According to the South Korean Central Bank's "Monetary Credit Policy Report," household debt reached 105% of GDP in the first quarter of this year, equivalent to approximately $1.5 trillion at the end of March, with a major share tied up in home mortgages.

Average home loans are equivalent to 270% of annual income.

One reason behind the debts is the soaring housing prices. In Seoul, home to nearly half of the country's population, housing prices are now among the highest in the world. The price to income ratio (PIR), which weighs the average price of a home to the average annual household income, is 12.04 in Seoul, compared to 8.4 in San Francisco, 8.2 in London and 5.4 in New York.

According to the Korea Real Estate Commission, 42.1% of all home purchases in January 2021 were by young Koreans in their 20s and 30s. For those in their 30s, the average amount borrowed is equivalent to 270% of their annual income.

Playing the stock market

At the same time, the South Korean stock market is booming. The increased demand to buy stocks has led to an increase in other loans such as credit. The ratio for Korean shareholders conducting credit financing, i.e. borrowing from securities companies to secure stock holdings, had reached 21.4 trillion won ($17.7 billion), further increasing the indebtedness of households.

A 30-year-old Seoul office worker who bought stocks through various forms of borrowing was interviewed by Reuters this year, and said he was "very foolish not to take advantage of the rebound."

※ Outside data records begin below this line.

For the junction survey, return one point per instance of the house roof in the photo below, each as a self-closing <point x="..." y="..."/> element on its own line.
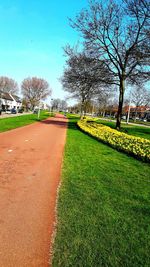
<point x="17" y="98"/>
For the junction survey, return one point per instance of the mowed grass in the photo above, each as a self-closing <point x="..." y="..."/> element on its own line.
<point x="18" y="121"/>
<point x="139" y="131"/>
<point x="103" y="206"/>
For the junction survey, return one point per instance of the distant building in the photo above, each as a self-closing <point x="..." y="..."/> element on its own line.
<point x="8" y="101"/>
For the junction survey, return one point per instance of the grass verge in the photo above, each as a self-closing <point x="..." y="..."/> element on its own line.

In addition to his 100 million won ($84,000) overdraft account, he also took out a 100 million won loan against his house in Seoul, and a 50 million won stock pledge. All of these demands on the stock market have further exacerbated the problem of household debt.

42.1% of all home purchases in January 2021 were by young Koreans in their 20s and 30s

Simon Shin/SOPA Images/ZUMA

Game of survival

In response to the accumulating financial risks, the Bank of Korea has restricted the release of loans and has announced its first interest rate hike in three years at the end of August.

But experts believe that even if banks cut loans or raise interest rates, those who need money will look for other ways to borrow, often turning to more costly institutions and mechanisms.

This all risks leading to what one can call a "debt trap," one loan piling on top of another. That brings us back to the plot of Squid Game, "Either you live or I do." South Korean society has turned into a game of survival.